If you’re wondering why someone would want to deliberately slow down their PC, under the major IBM CPU releases, programmers developed applications to run against a specific, expected standard. As systems started to hit the market that had higher clock speeds…some programs would run in ways that made them hard to use. The most obvious example is a computer game, say imagine a PC port of Pac-Man, designed to run at a standard clockspeed, but then installed on a CPU that runs much faster, the movement of all the enemies and the game itself would start to move rapidly, too rapidly to be played.

You can run into this if you get really old DOS games to work on a modern computer, even on a DOSBox emulator if you don’t setup the emulator correctly to slow it down. These programs essentially tied activity speeds in the program to the expected speed of the CPU, so an faster CPU would render the program potentially unusable–the turbo button would simply have the CPU operate at a slower clock speed to make such programs usable.

I had Pacman on a 6502-based computer (Compukit UK-101) in the early 80’s. The CPU was clocked at 1MHz, but there was a clock switch that enabled a 2Mhz clock. Talk about turbo. Pacman was unplayable at that speed.

Basically, when you were grabbing as many cycles as you could get out of the CPUs of the time, there wasn’t sufficient time to sync delays to a hardware clock (if there was one available), so you made do with a few NOPs in a loop to make delays, and doubling the clock halved the delay.

Good times …

And here I always assumed that it was to speed things up if the computer took too long to connect to the BBS.

I think that’s because the “turbo” button toggled between the slower normal mode and the accelerated “turbo” mode. But “turbo” was activated by default, so the quirk was that pressing the button would switch to non-turbo mode and hence slow things down.

People who program embedded systems and drivers still have to deal with clock-cycle timings.

I had one of those !
I soldered it myself !
then had to have it repaired 'cause my soldering was crap !!

Although, according to the wiki, in a minority of cases it was wired the opposite way.

This is one of the worst labelling standards I’ve ever come across. “Turbo” will probably slow down your computer, though it might do the opposite. Press it and see!

Mine was second-hand, so pre-constructed with extra memory, ROM assembler and upgraded graphics to give an 80 column screen. A significant upgrade from my ZX81.

The turbo button should let the computer run at the fastest speed when enabled, although of course it’s probably possible to wire it the wrong way in hardware or software.

The name “turbo” is just marketing-speak for “non-compatibility-mode”. No one wants a button that makes their computer slower; they want one that makes it faster!

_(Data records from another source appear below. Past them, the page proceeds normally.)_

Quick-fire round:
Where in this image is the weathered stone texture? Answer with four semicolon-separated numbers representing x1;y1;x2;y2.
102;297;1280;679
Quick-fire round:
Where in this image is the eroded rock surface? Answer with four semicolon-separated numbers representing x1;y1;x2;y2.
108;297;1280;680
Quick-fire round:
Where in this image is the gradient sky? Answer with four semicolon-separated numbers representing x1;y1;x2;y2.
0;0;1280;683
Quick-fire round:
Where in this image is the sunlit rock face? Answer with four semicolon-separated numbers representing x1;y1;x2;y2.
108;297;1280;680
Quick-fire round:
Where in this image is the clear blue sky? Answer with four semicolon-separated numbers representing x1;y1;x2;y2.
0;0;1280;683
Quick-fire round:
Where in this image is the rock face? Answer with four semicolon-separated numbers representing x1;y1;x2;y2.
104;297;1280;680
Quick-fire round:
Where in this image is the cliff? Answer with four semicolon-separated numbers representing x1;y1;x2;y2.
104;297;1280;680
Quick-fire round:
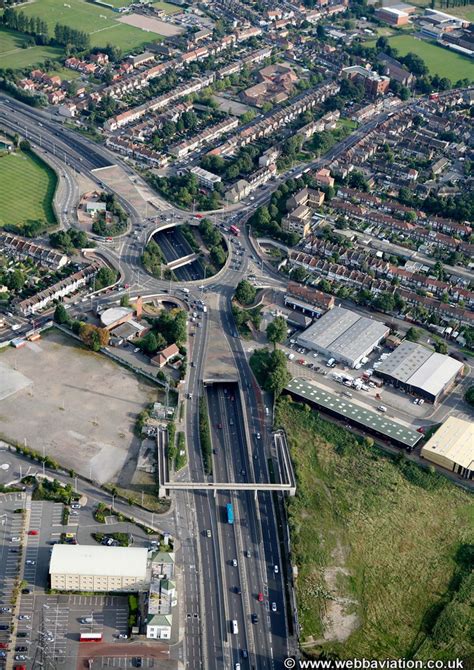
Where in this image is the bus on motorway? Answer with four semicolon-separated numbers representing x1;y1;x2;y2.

Certainly. I remember (in the mid to late 80’s) adding NOPs to code to allow the registers of a speech synthesizer to settle after writing a value, before reading from a different register. It is easier when the system clock is tightly constrained (like an embedded system) - but it must be more complex for a modern PC device where the CPU clock speed can be much more variable across processors/motherboards. I haven’t dug into any driver code to see how linux driver developers handle this.